3. Lamuka (Opposition) qui soutient Martin Fayulu Madidi. Des rumeurs non encore confirmées affirment que le prix Nobel de la Paix Denis Mukwege serait en pourparlers avancés avec le candidat Martin Fayulu Madidi dans la perspective d’une alliance.
VII. CONCLUSIONS PRÉLIMINAIRES
Les élections mal préparées du 20 décembre 2023 ont laissé transparaître quelques réalités politiques inédites :
1. Un nombre très élevé de partis politiques (910) ;
2. Nombre très élevé des candidats :
- 26 à l’élection présidentielle ;
- 23 653 candidats ont été retenus, dont 17% de femmes aux législatives nationales ;
- 49.209 aux élections provinciales ;
3. 98 % de candidats transfuges du FCC et reconvertis en Union Sacrée s’abstiennent de mettre l’image du président Tshisekedi sur leurs supports de campagne ;
4. La quasi totalité des membres de la famille présidentielle sont candidats aux législatives ;
5. Des leaders connus et hautement placés ont été désillusionnés dans leurs fiefs respectifs.
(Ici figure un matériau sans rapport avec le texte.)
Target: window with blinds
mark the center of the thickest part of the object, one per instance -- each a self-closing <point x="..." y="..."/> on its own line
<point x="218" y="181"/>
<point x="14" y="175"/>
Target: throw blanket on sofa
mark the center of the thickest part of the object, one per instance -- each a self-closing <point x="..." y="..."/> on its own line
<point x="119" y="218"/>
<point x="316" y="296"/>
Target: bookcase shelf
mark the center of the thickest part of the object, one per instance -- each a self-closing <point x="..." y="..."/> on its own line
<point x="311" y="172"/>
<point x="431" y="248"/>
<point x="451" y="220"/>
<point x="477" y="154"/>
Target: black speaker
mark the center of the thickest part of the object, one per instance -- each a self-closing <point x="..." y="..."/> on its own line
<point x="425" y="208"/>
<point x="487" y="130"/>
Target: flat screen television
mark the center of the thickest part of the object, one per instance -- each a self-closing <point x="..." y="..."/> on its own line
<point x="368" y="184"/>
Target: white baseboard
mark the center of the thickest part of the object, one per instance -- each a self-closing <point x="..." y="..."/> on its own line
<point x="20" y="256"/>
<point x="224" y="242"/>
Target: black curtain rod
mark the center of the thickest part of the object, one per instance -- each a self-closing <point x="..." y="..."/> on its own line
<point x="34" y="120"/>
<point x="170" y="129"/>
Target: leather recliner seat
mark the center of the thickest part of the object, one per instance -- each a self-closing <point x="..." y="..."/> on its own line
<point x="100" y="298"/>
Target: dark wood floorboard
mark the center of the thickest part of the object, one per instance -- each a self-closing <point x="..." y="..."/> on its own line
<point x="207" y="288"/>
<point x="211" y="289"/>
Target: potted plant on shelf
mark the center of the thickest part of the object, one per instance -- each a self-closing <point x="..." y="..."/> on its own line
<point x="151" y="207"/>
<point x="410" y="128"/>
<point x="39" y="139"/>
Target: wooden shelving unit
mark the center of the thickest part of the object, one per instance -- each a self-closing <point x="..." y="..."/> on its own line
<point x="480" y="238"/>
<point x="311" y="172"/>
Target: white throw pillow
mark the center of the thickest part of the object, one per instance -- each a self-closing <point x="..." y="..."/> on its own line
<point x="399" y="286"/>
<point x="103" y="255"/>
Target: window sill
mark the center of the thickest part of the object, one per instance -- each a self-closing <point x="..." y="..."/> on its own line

Cas du ministre de l’industrie Julien Paluku Kahongya, Modeste Bahati Lukwebo et Vital Kamerhe, tous proches de Félix Tshisekedi dont les derniers meetings ont été un fiasco à Goma et dans la Tshopo.
6. La CENI très contestée n’a eu que le pouvoir de Félix Tshisekedi comme défenseur.
Dans sa forme actuelle, la campagne électorale présidentielle en République Démocratique du Congo donne Moïse Katumbi Chapwe gagnant au scrutin du 20 décembre 2023 avec 62% de voix.
Le suivant, Félix Tshisekedi pourrait être en incapacité de remporter l’élection au regard de plusieurs faiblesses politiques accumulées tout au long de son mandat.
Cependant, cette conclusion est susceptible d’évoluer en fonction de deux réalités :
- au cas où Katumbi engrangerait de nouvelles adhésions politiques dans l’opposition, il améliorerait sa cote de popularité électorale en ramenant à la hausse son score à l’issue des scrutins ;
- au cas où des fissures au sein de l’Union Sacrée profitaient au candidat Katumbi, son score s’améliorerait de manière impressionnante.